Baca juga: Kesaksian Ahmad Rizal Habibi Warga yang Menyaksikan Banyak Korban Sesak Nafas Keluar dari Stadion
Tembakan yang membabi-buta ke Tribun memicu serbuan besar-besaran penonton yang merangsek ke arah pintu keluar stadion yang sangat terbatas.
Tragedi Kanjuruhan telah menewaskan sedikitnya 130 orang.
Bagaimana tindakan polisi itu ditaksir menjadi penyebab banyaknya suporter yang jadi korban di stadion Kanjuruhan.
Rentetan tembakan amunisi gas air mata yang ditembakkan oleh polisi Indonesia ke penggemar sepak bola memicu tragedi fatal di Malang akhir pekan lalu.
Insiden ini telah menewaskan sedikitnya 130 orang, menurut investigasi forensik dan laporan dari Washington Post.

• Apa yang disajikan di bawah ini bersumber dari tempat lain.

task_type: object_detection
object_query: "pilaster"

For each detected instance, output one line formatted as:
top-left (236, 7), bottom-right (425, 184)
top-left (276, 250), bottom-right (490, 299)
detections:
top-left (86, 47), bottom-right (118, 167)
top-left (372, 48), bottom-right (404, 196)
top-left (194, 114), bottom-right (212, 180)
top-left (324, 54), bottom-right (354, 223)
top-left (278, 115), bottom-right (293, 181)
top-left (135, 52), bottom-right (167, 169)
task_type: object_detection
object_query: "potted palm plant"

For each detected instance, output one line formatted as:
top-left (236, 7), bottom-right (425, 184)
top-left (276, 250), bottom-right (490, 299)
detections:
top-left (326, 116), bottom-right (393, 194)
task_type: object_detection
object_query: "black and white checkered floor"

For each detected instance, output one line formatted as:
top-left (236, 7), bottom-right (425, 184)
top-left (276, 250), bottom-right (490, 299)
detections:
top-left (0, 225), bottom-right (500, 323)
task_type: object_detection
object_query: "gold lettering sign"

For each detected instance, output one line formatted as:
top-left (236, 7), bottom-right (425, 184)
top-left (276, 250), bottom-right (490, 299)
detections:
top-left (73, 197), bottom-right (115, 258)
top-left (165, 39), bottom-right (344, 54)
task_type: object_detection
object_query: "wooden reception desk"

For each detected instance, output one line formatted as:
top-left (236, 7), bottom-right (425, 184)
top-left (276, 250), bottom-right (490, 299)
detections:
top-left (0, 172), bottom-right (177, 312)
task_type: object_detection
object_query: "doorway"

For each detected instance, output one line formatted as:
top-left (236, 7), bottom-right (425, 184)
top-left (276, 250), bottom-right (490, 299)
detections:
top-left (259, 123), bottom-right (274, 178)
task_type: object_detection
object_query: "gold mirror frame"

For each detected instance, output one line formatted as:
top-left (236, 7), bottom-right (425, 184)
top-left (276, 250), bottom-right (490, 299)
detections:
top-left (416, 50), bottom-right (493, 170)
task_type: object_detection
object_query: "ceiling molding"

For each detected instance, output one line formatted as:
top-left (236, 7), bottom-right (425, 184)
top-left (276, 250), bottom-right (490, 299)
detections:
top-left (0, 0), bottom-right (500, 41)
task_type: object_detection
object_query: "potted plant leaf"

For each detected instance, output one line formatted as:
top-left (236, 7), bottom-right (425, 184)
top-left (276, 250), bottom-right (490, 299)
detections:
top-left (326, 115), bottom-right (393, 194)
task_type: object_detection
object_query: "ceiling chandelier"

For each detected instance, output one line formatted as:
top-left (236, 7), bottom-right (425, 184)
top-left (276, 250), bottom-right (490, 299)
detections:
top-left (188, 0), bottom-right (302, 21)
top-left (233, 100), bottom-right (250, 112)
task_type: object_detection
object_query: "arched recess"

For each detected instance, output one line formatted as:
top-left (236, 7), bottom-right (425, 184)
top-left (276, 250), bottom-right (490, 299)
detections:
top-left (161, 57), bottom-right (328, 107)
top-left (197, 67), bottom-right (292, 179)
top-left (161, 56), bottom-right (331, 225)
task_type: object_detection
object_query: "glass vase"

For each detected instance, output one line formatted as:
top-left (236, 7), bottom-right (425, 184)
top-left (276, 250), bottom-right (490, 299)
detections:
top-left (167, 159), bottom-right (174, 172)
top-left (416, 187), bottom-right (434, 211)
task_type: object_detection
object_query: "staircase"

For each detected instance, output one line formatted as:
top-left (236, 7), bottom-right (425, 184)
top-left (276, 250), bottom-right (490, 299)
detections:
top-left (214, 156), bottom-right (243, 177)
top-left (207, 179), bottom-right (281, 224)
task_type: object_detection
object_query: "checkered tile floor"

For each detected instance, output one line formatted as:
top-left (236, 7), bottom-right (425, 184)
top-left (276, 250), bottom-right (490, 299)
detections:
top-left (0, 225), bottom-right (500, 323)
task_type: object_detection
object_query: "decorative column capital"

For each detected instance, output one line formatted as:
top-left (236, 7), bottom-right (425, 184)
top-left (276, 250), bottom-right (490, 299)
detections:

Penembakan sedikitnya 40 amunisi ke arah kerumunan dalam rentang waktu hanya 10 menit.
Hal ini melanggar protokol nasional dan pedoman keamanan internasional untuk pertandingan sepak bola, memaksa suporter mengalir ke pintu keluar.
Dalam aturan FIFA, amunisi termasuk gas air mata, flash bang, dan flare adalah barang-barang haram dibawa apalagi digunakan di dalam Stadion.
Banyak penggemar terinjak-injak sampai mati atau tertimpa tembok dan gerbang logam karena beberapa pintu keluar ditutup.